Uzmanlarla Çalışmak Şart
Kiraz, Bakanlığın verilebilecek imar hakkının üstünün taahhüt edilmesini kabul etmediğini belirterek, “Bakanlığın kabul ettiği tek şey, mevcut imar hakkının kentsel dönüşüm için asla yeterli olmaması halinde bunun yapılabilir hale nasıl getirileceğini ele almak.” dedi.
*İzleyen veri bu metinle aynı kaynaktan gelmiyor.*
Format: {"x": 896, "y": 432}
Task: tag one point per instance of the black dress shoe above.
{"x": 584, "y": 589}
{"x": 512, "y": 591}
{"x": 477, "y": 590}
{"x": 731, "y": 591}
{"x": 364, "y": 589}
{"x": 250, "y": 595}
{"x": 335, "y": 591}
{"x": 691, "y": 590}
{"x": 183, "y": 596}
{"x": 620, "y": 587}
Kiraz, bu süreçlerin genellikle şehir plancıları, planlama ofisleri veya kentsel dönüşüm ofisleri tarafından yürütüldüğünü, dolayısıyla “Elinde çantayla gelip, ‘Ben size alırım, bana şu kadar para verin’ diyenlere güvenilmemesi gerektiğini” açıklıyor.
Sahte Raporlara Dikkat
Kentsel Dönüşüm ve Şehircilik Vakfı (KENTSEV) Üyesi ve Yüksek Şehir Plancısı Tuğçe Altınkilit, kendisini mimar, plancı veya haritacı olarak tanıtan fırsatçıların, sahte yönetmelik maddeleri ve imar hesapları içeren raporlarla vatandaşları kandırabildiğini belirtiyor. Altınkilit, “Son dönemde ‘kentsel dönüşüm alanlarında bire üç emsal aldıklarını’ iddia edenlerin sayısının arttığını görüyoruz. Bu gibi suistimalleri bizzat şahitleriyle tespit ederek ilgili kurum ve kuruluşlara şikayette bulunduk.”
Vatandaşların, hazine arazilerini veya imar planı yapılamayacak alanları imara açtırdığını iddia eden dolandırıcılara itibar etmemeleri gerektiğini vurgulayan Altınkilit, “Hak sahipleri, bu ve benzeri sahte rapor hazırlayarak kendilerinden para talep edenlere karşı dikkatli olmalı, imarla ilgili süreçlerinde bilirkişi ve uzmanlarla, şehir plancıları ve dönüşüm ofisleri ile çalışmalıdırlar.” şeklinde konuştu.